In my own casual research, I have found many interesting black history facts that aren't acknowledged in schools, because, I guess, it is much easier for students to rehash essays about the usual suspects: the Rev. Martin Luther King Jr., Rosa Parks, and Harriet Tubman.
While those legends are definitely worthy of study, they are not the only icons students should admire. But apparently there are not enough days in February to squeeze in other people or additional information in the curriculum.
So I was very interested in previewing More Than a Month, the next KET Community Cinema documentary about one man's efforts to end Black History Month.
Black filmmaker Shukree Hassan Tilghman crisscrossed the country for a year exploring the good and bad aspects of having a month dedicated to the history of black Americans.
Through humor and hard facts, Tilghman shows us how difficult it would be to end an observance that started in 1926 when Carter G. Woodson initiated Negro History Week.
Tilghman asked his parents, who are former social activists and public school teachers, whether they agreed with his premise.
His mother, Eleanor Vernice Siyon, said she would like to see black history mainstreamed, but she doubted schoolchildren would know of the contributions of blacks if the month disappeared. That's a legitimate concern.
In the film, Tilghman courageously dons a sandwich board on which "End Black History Month" is painted in bold lettering on the front, and "Black History is American History," is on the back. He stood in New York City's Times Square asking passersby to sign his petition.
After hours of trying, he had 47 signatures, which he admitted, was more than he had anticipated.
We must remember that Black History Month gained prominence because the history of black people was not being taught. And that is not good.
Lexington author Frank X Walker, who also has seen the film, said that as long as black history and other important histories are left out of American history, "we must continue to look for ways to remind young people of color that they are connected to a vibrant and rich history."
Plus, he said, learning about black history helps white students "have something to challenge the negative stereotypes that dominate mass media."
But is separating black history another form of segregation?
In the film, James Sidanius, a professor at Harvard University, said the separate month "exceptionalizes" black Americans by having teachers spend a brief period on black history and then return to "serious" American history.

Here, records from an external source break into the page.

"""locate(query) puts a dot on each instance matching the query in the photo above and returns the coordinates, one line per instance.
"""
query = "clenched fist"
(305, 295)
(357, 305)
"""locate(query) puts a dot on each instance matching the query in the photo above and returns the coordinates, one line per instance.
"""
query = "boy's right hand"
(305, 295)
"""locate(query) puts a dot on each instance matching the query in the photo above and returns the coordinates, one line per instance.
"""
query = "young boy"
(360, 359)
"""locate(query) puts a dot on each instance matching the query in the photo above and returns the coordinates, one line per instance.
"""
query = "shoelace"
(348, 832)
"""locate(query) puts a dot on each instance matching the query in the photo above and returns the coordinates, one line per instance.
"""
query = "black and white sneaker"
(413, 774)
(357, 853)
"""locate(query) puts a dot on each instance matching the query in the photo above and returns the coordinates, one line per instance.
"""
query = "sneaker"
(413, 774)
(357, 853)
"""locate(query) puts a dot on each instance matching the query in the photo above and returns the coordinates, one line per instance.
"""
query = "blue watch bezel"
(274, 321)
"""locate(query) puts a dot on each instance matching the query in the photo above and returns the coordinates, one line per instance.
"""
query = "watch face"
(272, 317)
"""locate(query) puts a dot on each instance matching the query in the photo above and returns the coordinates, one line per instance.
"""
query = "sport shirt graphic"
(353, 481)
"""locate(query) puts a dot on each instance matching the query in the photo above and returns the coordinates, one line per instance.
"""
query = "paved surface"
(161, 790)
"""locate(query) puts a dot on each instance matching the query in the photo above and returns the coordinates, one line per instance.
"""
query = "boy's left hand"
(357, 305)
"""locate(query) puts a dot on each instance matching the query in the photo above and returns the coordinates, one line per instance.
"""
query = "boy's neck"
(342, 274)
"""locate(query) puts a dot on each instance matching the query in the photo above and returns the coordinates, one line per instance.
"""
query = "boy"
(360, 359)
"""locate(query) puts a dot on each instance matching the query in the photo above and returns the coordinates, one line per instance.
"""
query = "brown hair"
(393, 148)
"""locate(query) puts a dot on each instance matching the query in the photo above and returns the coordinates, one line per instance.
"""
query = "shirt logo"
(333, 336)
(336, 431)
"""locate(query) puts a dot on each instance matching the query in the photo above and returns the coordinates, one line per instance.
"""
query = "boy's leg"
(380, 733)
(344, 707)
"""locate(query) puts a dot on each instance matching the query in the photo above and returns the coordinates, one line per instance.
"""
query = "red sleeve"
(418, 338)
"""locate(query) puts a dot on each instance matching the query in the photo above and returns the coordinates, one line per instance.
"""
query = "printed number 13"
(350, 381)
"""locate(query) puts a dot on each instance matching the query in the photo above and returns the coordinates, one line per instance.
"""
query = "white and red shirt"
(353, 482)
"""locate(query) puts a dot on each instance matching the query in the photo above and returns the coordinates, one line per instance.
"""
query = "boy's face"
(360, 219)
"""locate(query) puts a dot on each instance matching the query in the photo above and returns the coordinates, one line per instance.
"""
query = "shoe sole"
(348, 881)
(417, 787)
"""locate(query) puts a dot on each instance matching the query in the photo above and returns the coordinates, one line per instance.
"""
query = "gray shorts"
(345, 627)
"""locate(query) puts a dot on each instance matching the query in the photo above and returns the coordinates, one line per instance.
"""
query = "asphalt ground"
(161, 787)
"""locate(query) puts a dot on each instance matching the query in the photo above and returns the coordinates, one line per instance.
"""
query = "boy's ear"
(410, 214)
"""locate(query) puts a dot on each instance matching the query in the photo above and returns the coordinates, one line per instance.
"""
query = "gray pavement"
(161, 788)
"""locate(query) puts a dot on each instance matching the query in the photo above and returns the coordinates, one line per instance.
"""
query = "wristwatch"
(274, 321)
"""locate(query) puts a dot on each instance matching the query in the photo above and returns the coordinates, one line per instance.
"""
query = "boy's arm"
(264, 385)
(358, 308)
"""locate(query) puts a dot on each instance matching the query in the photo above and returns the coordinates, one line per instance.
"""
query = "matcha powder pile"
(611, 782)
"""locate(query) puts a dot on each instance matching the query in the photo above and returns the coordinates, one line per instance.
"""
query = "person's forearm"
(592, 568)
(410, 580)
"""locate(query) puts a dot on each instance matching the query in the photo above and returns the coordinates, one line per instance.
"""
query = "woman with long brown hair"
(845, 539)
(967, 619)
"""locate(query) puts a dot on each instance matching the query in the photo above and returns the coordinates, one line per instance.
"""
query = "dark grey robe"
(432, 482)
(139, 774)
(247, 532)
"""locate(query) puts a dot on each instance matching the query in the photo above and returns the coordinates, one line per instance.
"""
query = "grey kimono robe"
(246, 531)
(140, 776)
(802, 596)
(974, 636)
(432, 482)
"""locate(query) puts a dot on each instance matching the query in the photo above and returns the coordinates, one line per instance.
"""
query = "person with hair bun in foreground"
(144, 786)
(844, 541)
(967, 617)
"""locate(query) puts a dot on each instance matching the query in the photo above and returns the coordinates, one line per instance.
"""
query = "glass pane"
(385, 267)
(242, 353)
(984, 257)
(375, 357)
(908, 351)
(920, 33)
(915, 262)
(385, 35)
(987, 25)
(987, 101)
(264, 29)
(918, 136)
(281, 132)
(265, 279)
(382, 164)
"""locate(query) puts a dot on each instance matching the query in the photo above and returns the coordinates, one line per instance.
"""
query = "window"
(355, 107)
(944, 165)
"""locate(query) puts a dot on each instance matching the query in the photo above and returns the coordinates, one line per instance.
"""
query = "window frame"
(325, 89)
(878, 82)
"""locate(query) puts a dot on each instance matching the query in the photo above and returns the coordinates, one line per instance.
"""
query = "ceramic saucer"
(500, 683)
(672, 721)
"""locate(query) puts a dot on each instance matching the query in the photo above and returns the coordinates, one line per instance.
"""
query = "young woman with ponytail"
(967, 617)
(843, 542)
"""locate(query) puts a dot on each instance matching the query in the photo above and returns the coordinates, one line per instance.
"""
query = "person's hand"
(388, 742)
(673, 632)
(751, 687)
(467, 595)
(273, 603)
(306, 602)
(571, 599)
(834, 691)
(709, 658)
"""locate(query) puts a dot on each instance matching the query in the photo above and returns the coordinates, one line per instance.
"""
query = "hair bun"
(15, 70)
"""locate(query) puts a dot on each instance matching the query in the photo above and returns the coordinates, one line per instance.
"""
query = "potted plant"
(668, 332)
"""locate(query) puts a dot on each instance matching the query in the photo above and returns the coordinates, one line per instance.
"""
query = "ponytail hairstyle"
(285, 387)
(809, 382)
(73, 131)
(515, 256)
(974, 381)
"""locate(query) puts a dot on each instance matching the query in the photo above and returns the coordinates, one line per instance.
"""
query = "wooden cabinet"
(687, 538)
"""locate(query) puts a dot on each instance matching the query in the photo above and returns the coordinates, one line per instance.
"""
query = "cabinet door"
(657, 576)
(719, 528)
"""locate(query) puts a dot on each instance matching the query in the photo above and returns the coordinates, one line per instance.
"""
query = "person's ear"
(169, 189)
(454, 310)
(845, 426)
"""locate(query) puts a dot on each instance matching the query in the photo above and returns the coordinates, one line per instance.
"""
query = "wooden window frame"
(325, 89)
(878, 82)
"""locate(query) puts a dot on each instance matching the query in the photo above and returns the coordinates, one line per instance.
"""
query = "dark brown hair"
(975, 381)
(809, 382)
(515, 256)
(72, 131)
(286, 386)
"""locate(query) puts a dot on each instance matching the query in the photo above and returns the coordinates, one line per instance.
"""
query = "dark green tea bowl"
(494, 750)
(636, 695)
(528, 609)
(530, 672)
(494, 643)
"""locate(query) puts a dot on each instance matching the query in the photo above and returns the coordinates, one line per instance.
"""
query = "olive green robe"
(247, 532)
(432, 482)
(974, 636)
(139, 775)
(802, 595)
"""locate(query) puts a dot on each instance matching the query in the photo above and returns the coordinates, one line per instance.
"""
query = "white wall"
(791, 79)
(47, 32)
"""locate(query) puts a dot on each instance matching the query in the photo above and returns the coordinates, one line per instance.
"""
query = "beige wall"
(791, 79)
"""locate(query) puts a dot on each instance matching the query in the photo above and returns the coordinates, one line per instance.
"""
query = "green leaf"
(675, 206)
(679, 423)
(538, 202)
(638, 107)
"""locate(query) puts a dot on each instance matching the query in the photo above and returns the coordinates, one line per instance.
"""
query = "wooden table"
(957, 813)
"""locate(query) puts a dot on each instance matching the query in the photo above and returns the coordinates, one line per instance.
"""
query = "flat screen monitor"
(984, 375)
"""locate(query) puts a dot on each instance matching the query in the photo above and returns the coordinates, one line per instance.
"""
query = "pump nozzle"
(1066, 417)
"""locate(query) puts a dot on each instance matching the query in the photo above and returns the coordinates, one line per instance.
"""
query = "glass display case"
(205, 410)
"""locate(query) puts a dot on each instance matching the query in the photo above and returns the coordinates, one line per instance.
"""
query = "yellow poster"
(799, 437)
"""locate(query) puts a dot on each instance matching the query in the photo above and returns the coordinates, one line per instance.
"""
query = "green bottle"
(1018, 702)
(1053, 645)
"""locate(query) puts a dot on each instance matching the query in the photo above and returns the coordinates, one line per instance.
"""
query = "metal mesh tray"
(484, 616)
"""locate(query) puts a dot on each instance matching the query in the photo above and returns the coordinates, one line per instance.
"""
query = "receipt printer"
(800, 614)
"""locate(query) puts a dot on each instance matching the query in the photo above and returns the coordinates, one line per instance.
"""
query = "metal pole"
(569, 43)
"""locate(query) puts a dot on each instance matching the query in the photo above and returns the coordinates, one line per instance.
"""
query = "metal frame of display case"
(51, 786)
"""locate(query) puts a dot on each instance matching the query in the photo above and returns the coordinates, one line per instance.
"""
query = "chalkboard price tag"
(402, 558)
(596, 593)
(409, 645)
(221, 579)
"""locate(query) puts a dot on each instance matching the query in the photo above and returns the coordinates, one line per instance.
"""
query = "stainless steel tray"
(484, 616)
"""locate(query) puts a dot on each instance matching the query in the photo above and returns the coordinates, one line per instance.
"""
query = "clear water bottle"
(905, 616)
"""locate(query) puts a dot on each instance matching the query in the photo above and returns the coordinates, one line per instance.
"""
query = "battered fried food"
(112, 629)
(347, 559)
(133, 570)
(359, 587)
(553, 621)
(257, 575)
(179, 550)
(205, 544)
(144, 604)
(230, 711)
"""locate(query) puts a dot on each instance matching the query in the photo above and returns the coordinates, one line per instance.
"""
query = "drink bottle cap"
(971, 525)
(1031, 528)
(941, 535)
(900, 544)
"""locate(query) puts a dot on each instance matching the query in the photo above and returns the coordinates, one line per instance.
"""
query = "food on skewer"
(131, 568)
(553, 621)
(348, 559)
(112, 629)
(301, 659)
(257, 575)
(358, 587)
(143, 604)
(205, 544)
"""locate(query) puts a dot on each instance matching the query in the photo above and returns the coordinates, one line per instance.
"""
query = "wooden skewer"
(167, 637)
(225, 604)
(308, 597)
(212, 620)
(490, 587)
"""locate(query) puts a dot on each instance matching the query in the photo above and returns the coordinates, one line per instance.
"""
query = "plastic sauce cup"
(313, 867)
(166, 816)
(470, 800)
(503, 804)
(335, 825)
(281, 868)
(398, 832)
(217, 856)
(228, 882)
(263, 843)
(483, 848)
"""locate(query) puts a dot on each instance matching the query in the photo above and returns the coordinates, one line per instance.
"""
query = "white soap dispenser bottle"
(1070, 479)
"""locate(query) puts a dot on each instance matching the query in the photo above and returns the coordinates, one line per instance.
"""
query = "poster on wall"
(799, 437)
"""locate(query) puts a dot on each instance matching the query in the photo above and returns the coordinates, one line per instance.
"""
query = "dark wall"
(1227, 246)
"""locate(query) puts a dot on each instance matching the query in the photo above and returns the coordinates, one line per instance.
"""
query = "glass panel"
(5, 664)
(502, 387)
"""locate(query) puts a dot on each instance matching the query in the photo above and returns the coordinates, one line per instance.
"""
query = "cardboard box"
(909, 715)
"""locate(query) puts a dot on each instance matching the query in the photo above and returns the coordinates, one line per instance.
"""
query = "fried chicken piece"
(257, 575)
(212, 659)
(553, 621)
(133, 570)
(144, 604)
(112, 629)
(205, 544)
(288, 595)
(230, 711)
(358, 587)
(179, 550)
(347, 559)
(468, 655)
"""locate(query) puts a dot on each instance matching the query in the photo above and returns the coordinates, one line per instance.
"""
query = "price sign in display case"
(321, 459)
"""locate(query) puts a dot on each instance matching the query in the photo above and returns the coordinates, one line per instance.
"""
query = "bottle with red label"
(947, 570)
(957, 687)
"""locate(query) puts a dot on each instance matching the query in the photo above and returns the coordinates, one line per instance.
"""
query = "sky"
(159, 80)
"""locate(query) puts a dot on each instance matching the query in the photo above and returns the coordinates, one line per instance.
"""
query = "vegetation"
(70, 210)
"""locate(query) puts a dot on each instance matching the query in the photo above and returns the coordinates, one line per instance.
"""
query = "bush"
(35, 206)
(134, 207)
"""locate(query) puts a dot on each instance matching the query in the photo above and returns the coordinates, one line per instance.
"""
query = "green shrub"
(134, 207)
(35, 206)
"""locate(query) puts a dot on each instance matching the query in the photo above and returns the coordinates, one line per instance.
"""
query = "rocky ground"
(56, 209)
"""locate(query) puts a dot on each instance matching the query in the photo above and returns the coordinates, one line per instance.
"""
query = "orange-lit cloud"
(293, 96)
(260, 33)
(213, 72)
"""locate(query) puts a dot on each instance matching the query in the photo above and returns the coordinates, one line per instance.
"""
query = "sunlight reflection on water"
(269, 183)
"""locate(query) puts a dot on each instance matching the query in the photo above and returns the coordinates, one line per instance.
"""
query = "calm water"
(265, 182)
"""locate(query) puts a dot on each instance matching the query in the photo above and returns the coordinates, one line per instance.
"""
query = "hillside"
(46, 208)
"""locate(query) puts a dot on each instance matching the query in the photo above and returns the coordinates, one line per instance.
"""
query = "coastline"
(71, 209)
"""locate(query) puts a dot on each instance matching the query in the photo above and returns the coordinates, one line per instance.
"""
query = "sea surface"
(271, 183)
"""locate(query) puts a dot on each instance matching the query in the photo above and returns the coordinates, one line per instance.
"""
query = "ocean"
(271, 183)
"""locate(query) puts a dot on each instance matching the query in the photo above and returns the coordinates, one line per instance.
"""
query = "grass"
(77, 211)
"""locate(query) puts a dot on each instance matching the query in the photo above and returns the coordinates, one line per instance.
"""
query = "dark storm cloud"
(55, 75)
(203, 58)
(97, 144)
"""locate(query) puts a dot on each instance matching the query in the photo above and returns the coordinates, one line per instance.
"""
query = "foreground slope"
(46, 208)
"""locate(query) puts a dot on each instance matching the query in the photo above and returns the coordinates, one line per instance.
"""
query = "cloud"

But Tilghman notes that February is not the only month designated for the history of a minority. March is Women's History Month and Irish American Heritage Month. May is designated for the heritage of Asian Americans, Pacific Islanders and Jewish Americans. Those of Caribbean descent have June to look forward to, and October is a time to learn about the Polish and Italians. Hispanics have mid- September to mid-October, and November is dedicated to Native Americans.
And several Southern states celebrate Confederate History Month. One woman at a Confederate gathering Tilghman attended for the film said control over your own history is power, and history is about power.
In Philadelphia, Tilghman notes, completing a two-semester black history course is a mandatory graduation requirement, although one student wanted the interesting information she learned incorporated in the American history curriculum.
"Having Black History Month is fine," Tilghman said in the film. "Needing it is a problem."
I agree, but I also know we are not ready to blend the history of all minorities into U.s. history despite our claims of being a melting pot.
So, until we do, I'll highlight interesting black people from history during the other 11 months.